The housing activity in the US is likely to continue improving in 2016. Rise in wages, employment and ultra-low mortgage rates will support the improvement, said TD Economics.
The average rate on conventional 30-year mortgages has dropped 0.7 percentage points from a year ago level, and is likely to increase consumers’ appetite for refinancing and new purchases.
Refinancing activity has increased sharply by 27 percent on a four-week moving average basis, showed the MBA index. Meanwhile, the purchases are likely to continue rising; but, improvement is expected to be more gradual as due to the low supply of available houses for sale.
Delving into details of June’s existing home sales, the recovery in the activity was widespread. Single-family homes sales grew 0.8 percent month-on-month to 4.92 million. Condo/co-op segment sales rose 3.2 percent to 650,000.
Growth in home prices expanded on the month. Median prices rose 4.8 percent year-on-year, as compared with the gains of 4.4 percent recorded in May.

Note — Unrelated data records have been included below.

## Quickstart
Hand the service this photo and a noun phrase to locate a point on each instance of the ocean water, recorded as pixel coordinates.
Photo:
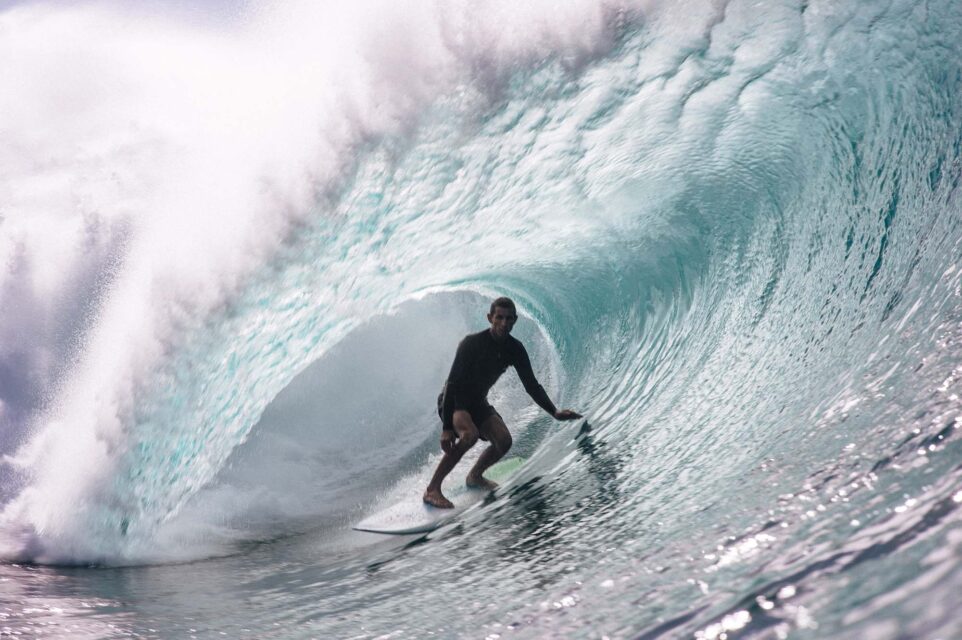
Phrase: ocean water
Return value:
(240, 244)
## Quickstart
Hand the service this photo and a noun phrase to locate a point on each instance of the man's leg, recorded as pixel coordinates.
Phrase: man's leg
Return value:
(497, 433)
(467, 436)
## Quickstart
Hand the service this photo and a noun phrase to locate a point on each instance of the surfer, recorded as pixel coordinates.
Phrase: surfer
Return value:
(463, 406)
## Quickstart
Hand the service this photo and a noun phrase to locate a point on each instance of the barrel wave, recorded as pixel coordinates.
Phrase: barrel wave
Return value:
(734, 235)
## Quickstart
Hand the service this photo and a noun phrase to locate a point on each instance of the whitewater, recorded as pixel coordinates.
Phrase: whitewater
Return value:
(239, 245)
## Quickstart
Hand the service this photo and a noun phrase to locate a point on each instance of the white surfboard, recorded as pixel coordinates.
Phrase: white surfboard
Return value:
(414, 516)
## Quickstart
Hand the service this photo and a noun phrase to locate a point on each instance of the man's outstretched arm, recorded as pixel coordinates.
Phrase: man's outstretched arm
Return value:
(536, 391)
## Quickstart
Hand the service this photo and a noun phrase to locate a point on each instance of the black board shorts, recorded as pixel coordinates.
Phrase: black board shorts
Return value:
(478, 412)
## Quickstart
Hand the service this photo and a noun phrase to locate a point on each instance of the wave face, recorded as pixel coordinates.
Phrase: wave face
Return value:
(239, 257)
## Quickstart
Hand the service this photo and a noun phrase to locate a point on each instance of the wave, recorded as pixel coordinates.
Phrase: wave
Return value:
(726, 244)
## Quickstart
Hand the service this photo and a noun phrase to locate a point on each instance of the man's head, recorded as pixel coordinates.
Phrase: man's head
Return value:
(502, 317)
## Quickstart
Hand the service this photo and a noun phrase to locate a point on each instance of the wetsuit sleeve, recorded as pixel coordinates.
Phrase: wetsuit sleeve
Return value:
(531, 384)
(455, 383)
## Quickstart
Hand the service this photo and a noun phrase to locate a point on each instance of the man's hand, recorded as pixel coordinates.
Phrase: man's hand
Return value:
(448, 438)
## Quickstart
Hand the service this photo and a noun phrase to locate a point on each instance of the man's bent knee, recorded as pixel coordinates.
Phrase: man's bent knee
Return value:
(465, 442)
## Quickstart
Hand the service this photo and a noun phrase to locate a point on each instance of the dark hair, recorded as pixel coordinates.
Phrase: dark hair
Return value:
(504, 303)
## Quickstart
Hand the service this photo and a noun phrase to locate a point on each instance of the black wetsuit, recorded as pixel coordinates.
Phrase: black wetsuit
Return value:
(478, 363)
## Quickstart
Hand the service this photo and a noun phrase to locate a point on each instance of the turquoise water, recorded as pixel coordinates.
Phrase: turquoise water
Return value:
(241, 251)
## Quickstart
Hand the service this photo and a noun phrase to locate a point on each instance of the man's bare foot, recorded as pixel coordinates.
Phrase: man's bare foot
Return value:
(480, 482)
(435, 499)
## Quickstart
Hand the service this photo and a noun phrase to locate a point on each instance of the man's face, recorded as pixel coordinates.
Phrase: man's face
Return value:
(502, 321)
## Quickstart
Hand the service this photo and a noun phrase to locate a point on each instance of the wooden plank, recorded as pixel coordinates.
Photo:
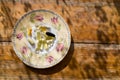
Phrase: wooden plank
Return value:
(88, 23)
(88, 62)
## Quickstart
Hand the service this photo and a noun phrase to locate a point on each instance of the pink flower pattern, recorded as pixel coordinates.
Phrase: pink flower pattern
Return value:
(39, 18)
(24, 49)
(49, 59)
(19, 36)
(60, 47)
(54, 20)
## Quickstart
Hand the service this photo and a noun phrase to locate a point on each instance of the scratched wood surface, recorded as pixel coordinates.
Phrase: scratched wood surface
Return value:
(95, 48)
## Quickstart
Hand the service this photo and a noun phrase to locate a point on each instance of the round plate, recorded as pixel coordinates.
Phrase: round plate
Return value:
(41, 38)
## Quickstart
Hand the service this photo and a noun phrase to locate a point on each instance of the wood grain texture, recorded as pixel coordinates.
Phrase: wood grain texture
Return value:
(88, 62)
(88, 23)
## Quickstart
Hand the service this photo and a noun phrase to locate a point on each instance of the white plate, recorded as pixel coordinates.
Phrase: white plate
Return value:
(41, 38)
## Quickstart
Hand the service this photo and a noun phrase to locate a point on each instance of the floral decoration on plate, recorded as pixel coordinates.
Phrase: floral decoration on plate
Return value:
(41, 38)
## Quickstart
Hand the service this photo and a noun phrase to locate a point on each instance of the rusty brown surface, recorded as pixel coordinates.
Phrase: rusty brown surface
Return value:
(95, 30)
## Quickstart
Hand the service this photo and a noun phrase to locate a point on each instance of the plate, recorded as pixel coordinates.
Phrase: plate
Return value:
(41, 38)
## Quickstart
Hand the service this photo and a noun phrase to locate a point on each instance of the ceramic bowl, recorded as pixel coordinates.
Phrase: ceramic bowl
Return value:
(41, 38)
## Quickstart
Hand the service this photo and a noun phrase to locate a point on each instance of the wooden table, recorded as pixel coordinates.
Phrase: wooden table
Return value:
(95, 31)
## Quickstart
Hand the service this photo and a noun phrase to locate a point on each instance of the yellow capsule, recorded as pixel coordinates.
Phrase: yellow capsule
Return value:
(43, 28)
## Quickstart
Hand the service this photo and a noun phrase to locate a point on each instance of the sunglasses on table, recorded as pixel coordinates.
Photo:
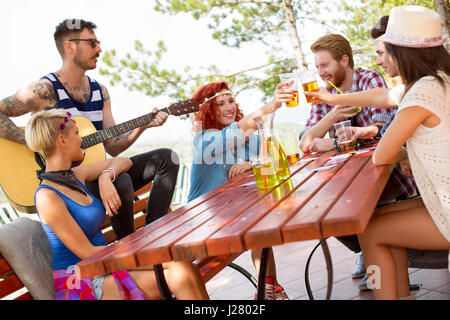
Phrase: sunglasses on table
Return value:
(93, 42)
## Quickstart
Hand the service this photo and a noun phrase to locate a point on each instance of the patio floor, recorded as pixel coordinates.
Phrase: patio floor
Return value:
(291, 260)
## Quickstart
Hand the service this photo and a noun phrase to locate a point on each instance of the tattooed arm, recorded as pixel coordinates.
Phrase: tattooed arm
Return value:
(36, 96)
(118, 144)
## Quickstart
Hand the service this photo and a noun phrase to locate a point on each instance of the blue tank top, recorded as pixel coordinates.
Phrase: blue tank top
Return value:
(92, 109)
(90, 219)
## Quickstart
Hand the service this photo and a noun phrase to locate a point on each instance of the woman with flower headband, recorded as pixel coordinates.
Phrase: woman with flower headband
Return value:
(223, 144)
(414, 41)
(72, 218)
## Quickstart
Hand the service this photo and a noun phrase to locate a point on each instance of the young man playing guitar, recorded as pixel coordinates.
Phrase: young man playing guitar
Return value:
(71, 89)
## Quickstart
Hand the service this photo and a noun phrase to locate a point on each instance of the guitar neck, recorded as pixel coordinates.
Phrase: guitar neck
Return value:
(114, 131)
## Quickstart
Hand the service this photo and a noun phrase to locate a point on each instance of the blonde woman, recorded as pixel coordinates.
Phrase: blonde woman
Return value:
(72, 217)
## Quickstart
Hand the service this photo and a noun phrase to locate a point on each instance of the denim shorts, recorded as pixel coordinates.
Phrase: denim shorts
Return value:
(97, 286)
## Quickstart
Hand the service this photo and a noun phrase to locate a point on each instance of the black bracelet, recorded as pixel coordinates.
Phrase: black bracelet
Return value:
(338, 147)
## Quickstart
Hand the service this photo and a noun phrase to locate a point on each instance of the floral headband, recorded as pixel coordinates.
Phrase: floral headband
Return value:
(62, 126)
(220, 93)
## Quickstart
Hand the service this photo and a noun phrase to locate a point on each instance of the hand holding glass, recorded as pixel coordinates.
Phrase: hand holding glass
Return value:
(309, 83)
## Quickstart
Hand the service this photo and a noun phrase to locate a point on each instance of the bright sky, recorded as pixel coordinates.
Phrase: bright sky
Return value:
(28, 52)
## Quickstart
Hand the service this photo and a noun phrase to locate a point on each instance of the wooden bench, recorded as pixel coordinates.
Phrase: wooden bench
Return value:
(11, 287)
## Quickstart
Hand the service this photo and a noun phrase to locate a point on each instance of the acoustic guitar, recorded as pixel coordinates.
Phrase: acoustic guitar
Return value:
(18, 165)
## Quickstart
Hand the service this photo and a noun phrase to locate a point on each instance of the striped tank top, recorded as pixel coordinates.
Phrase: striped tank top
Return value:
(92, 109)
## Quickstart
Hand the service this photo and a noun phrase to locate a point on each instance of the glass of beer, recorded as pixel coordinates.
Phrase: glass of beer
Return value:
(290, 145)
(308, 79)
(344, 134)
(286, 78)
(264, 170)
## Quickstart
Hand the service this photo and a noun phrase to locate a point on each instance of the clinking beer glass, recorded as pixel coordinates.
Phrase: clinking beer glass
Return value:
(309, 83)
(286, 78)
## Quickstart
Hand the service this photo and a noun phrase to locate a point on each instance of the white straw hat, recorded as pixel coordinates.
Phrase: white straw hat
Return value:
(415, 27)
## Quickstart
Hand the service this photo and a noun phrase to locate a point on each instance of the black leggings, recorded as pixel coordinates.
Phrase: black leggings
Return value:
(161, 167)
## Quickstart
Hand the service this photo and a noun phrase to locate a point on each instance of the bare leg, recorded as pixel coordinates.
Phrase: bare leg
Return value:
(412, 228)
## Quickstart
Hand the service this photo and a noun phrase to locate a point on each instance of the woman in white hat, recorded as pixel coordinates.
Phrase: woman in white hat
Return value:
(414, 41)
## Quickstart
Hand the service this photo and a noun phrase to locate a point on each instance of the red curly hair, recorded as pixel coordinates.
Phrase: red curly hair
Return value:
(207, 112)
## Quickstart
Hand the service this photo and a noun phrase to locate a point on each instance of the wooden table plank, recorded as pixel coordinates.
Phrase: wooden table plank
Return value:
(306, 223)
(353, 210)
(267, 231)
(161, 247)
(194, 244)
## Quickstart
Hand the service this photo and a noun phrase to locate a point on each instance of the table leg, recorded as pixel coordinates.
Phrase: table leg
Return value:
(161, 282)
(262, 273)
(326, 253)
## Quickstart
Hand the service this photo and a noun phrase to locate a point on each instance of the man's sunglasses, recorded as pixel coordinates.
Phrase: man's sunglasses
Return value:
(94, 42)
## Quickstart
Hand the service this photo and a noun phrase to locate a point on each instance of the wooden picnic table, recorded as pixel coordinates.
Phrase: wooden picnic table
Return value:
(237, 216)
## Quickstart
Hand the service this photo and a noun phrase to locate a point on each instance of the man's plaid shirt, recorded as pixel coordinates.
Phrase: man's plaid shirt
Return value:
(364, 79)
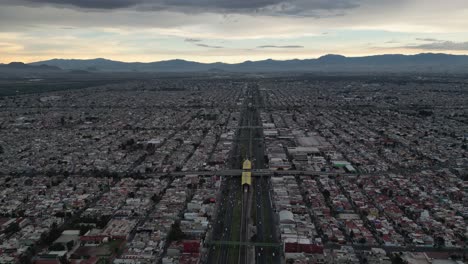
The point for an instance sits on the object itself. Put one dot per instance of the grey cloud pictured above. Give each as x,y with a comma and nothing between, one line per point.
209,46
192,40
441,45
286,7
429,39
280,47
93,4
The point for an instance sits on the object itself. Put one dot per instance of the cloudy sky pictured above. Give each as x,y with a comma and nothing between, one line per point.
228,30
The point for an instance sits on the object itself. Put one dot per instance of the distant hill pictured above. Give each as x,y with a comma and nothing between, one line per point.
21,67
427,62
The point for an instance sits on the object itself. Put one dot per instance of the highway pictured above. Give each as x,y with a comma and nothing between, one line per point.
242,207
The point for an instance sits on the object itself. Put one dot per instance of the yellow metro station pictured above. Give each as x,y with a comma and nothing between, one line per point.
247,174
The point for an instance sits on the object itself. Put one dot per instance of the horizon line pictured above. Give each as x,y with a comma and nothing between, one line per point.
233,63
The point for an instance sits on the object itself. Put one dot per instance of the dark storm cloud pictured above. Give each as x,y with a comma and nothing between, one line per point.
209,46
288,7
94,4
441,45
280,47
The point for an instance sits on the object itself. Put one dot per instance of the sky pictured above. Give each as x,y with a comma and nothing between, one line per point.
228,30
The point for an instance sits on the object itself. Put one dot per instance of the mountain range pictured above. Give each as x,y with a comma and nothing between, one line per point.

Single-family homes values rose 5 percent year-on-year, while, prices for co-ops and condos rose 3.2 percent year-on-year. Of the total, 33 percent of transactions were accounted by first-time homebuyers.
This is an improvement from the 30 percent share registered in May and a year ago. Inventory of available houses of sale continue to be low. It dropped 0.9 percent month-on-month in June to 2.12 million properties.